AME 48:141-154 (2007)  -  doi:10.3354/ame048141

Culture-independent assessment of planktonic ciliate diversity in coastal northwest Atlantic waters

Mary Doherty1, Barbara A. Costas2, George B. McManus2, Laura A. Katz1,3,*

1Graduate Program in Organismic and Evolutionary Biology, University of Massachusetts, 611 North Pleasant Street, Amherst, Massachusetts 01002, USA
2Department of Marine Sciences, University of Connecticut, 1080 Shennecosett Road, Groton, Connecticut 06340, USA
3Department of Biological Sciences, Clark Science Center, Smith College, Northampton, Massachusetts 01063, USA
*Corresponding author.
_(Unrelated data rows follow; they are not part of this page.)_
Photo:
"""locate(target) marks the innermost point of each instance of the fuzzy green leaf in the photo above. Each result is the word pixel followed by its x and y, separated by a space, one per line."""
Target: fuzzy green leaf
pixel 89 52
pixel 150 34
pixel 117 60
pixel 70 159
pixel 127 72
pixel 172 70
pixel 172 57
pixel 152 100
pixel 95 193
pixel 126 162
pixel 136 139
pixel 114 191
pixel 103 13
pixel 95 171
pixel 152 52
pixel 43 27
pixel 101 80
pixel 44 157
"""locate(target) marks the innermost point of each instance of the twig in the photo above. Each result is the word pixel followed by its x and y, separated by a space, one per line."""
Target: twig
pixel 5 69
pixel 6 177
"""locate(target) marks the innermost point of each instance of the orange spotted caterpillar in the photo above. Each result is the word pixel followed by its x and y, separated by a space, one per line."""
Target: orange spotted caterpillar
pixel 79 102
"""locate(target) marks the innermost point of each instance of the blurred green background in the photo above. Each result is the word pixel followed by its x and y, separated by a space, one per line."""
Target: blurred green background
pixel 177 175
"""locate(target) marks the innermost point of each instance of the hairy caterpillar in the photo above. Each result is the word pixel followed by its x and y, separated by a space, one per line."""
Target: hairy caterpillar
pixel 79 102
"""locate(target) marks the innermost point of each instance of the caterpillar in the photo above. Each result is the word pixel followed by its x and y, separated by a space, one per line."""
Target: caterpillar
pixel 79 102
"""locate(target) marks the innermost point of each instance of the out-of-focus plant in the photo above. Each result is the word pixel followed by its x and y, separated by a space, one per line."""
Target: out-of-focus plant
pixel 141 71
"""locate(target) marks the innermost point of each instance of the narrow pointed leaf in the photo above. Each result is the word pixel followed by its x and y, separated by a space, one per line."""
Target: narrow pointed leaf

Email:

ABSTRACT: Planktonic ciliates within the subclasses Choreotrichia and Oligotrichia play critical roles in food webs in the world’s oceans. To assess the diversity of these ciliates, we designed primers specific to small subunit ribosomal DNA (SSU rDNA) of ciliates within these clades and sampled at 3 coastal sites in the northwest Atlantic in October 2004 and May 2005. We also preserved and analyzed samples using standard ecological methods to compare observations from light microscopy with our molecular results. We found that (1) estimates of diversity based on molecular markers were similar to estimates from morphological observations for choreotrich ciliates, but much greater for oligotrich ciliates; (2) while similar levels of diversity were found at each site, each collection had its own distinct assemblage of rare and abundant ciliate haplotypes; (3) genealogical analyses of our samples combined with published sequences from identified morphospecies revealed that haplotype diversity at these sites is greatest within the genus Strombidium, in the Oligotrichia. The results from this ciliate-specific analysis are consistent with previous molecular studies on microbial diversity in marine systems in that they reveal high diversity and shifting assemblages within microbial communities.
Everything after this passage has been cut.